Targeting drug-resistant cancer cells in a new way, by adjusting the time and sequence of cancer therapies, may be the best way to secure better treatment outcomes for people suffering from aggressive cancer, a published study says.
Cancer biologists at the Harvard Medical School, working with mathematicians from the University of Waterloo in Canada, developed a mathematical model that suggests targeting cancer cells that survive a common cancer therapy known as cytotoxic chemotherapy with a specific combination of therapies can kill those cells, reduce tumors and extend patient survival.
The researchers say they've confirmed this with lab tests involved mice with cancer.
The work could have a significant impact on cancer therapies by identifying new ways of delivering old drugs, the researchers say.
The researchers have focused on a small subset of cancer stem cells known to be drug resistant in an effort to overcome challenges associated with the failure of traditional cancer therapies.
After exposure to cytotoxic chemotherapy, populations of typical cancer cells were acquiring some attributes of the cancer stem cells, they found, by reorganizing proteins within them to overcome the cancer therapy.
However, by targeting these transitioning cells with drugs aimed at a specific protein known as Hck, large numbers of them can be killed, they determined.
Using a mathematical model helped predict the population of cells within tumors that might develop a resistance to traditional chemotherapy, they said.

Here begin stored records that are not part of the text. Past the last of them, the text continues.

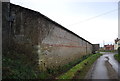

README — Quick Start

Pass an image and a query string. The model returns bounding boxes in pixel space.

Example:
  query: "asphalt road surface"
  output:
[85,52,120,79]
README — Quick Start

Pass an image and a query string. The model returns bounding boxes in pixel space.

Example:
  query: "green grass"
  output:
[114,54,120,62]
[2,52,101,79]
[57,54,102,79]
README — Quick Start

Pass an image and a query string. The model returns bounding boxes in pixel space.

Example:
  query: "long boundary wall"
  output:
[2,4,93,70]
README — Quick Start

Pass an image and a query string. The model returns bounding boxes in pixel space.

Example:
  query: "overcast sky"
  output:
[11,0,118,46]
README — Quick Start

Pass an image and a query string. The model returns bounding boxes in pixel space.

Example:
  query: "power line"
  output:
[68,8,120,26]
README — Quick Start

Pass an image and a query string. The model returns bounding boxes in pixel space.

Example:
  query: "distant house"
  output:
[93,44,100,53]
[104,44,114,51]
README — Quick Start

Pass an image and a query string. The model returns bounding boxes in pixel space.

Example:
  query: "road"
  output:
[85,52,120,79]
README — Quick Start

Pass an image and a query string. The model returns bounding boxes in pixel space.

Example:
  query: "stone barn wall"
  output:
[4,4,92,70]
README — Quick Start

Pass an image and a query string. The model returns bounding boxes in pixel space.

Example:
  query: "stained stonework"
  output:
[2,4,92,71]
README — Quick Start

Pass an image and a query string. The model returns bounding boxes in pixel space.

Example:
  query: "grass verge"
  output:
[57,54,102,79]
[114,54,120,62]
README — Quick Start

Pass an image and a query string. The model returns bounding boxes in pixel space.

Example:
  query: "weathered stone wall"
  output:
[2,4,92,70]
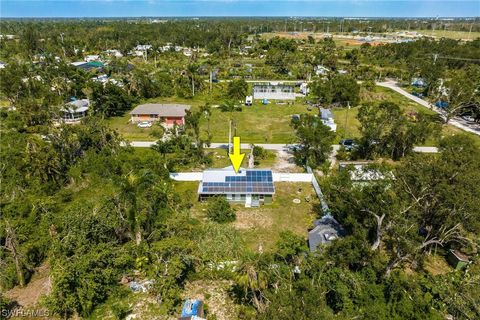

"It's an exciting time to be involved in cancer biology as relationships between biologists and mathematicians are now being recognized as critical to the development of ... cancer management," says Harvard cancer biologist Aaron Goldman, who along with fellow Harvard researcher Shiladitya Sengupta authored a study published in the journal Nature Communications.
Goldman and Sengupta worked with Mohammad Kohandel, a professor in Waterloo's Department of Applied Mathematics, and Andrew Dhawan, a former Waterloo math undergraduate who is now a medical student.
"It is an honor to be a part of this important study," says Kohandel. "Application of mathematical and computational models to cancer biology is an exciting and novel area of research which can determine the most effective timing, sequencing and dosage of chemotherapy."